Hope you get going easily.


----------



## Reid Rosefelt (Mar 4, 2018)

sostenuto said:


> You surely are far more familiar than I.
> On Win10 Pro here and was reminded, when searching for other solutions, to load KK _Standalone_ version and Scan before going on to DAW. Likely you are already well past that point …...
> 
> Hope you get going easily.


Yeah, I did try this. Now I'm exploring recent software additions to see if I can find a conflict.


----------



## Reid Rosefelt (Mar 7, 2018)

Eventually I did a System Restore really far into the past, long before I had any problem with Komplete Kontrol. And that fixed it. 

If you're on Windows 10, I'd recommend checking how much memory you've allocated for System Restore. If there's not much, it will only keep one restore date. I like to set restore points often, and in this case, it saved me.


----------



## YserC (Mar 21, 2018)

Sounds like you may have had it on Hardware Browsing mode?
If you go to Edit/Preferences/Hardware/Navigate you can choose whether pressing browse pops the On Screen Overlay up, or whether browsing is done from the HW (in which case you use the screens and 8 knobs to select filters/load sounds.


----------



## Reid Rosefelt (Mar 21, 2018)

YserC said:


> Sounds like you may have had it on Hardware Browsing mode?
> If you go to Edit/Preferences/Hardware/Navigate you can choose whether pressing browse pops the On Screen Overlay up, or whether browsing is done from the HW (in which case you use the screens and 8 knobs to select filters/load sounds.


Thanks!

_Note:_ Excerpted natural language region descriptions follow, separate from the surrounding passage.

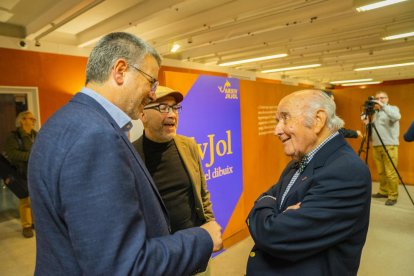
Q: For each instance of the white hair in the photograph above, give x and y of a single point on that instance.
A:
(320, 100)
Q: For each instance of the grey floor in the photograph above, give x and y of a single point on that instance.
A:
(389, 249)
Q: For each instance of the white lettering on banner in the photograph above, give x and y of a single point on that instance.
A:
(218, 172)
(221, 148)
(231, 93)
(266, 119)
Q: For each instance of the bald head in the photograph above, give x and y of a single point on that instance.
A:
(304, 119)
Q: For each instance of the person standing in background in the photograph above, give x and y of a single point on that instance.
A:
(409, 135)
(18, 146)
(174, 163)
(387, 122)
(97, 209)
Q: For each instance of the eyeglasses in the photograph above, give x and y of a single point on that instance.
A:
(165, 108)
(151, 80)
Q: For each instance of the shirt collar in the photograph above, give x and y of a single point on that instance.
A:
(119, 116)
(312, 153)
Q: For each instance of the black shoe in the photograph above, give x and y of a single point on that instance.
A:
(378, 195)
(390, 202)
(27, 232)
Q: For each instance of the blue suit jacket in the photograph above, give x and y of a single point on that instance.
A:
(96, 208)
(326, 234)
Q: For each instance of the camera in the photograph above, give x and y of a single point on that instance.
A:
(22, 44)
(369, 106)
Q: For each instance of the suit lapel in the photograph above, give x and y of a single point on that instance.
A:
(317, 161)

I never checked out that page before. On my computer, it's locked, so I can't change anything. Could the features on that page be only for the MK2 controllers? It would be nice to be able to change the velocity scaling. Do you know if there's a way I could unlock it?


----------



## YserC (Mar 21, 2018)

AFAIK options there should only be greyed out if you don't have the Keyboard connected.
The MK2 only does HW browsing (I think) so that option shouldn't affect it.


----------



## Reid Rosefelt (Mar 21, 2018)

I connected the keyboard and I was able to get to access that page. Certainly, if I have this problem again, I will check out that page. Thanks! @YserC


----------